How well those furs became Elizabeth! It was a chill frosty evening, and Elizabeth's slight form was wrapped in the sables which had been one of poor Merton's earliest gifts to her. The mother's eye dwelt with an habitual pride on the daughter's grace of movement and carriage. "She is always so distinguished," she thought, and then checked herself by the remembrance that she was applying to Elizabeth an adjective that Elizabeth particularly disliked. Nevertheless, Mrs. Gaddesden knew very well what she herself meant by it. She meant something--some quality in Elizabeth, which was always provoking in her mother's mind despairing comparisons between what she might make of her life and what she was actually making, or threatening to make of it.
Alas, for that Canadian journey--that disastrous Canadian journey! Mrs. Gaddesden's thoughts, as she watched the two strollers outside, were carried back to the moment in early August when Arthur Delaine had reappeared in her drawing-room, three weeks before Elizabeth's return, and she had gathered from his cautious and stammering revelations what kind of man it was who seemed to have established this strange hold on her daughter. Delaine, she thought, had spoken most generously of Elizabeth and his own disappointment, and most kindly of this Mr. Anderson.
"I know nothing against him personally--nothing! No doubt a very estimable young fellow, with just the kind of ability that will help him in Canada. Lady Merton, I imagine, will have told you of the sad events in which we found him involved?"

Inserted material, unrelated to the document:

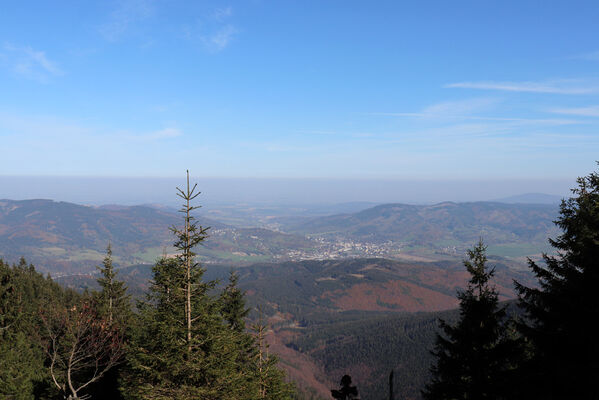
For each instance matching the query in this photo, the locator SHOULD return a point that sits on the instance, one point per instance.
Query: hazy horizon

Mrs. Gaddesden had replied that certainly Elizabeth had told her the whole story, so far as it concerned Mr. Anderson. She pointed to the letters beside her.
"But you cannot suppose," had been her further indignant remark, "that Elizabeth would ever dream of marrying him!"
"That, my dear old friend, is for her mother to find out," Delaine had replied, not without a touch of venom. "I can certainly assure you that Lady Merton is deeply interested in this young man, and he in her."
"Elizabeth--exiling herself in Canada--burying herself on the prairies--when she might have everything here--the best of everything--at her feet. It is inconceivable!"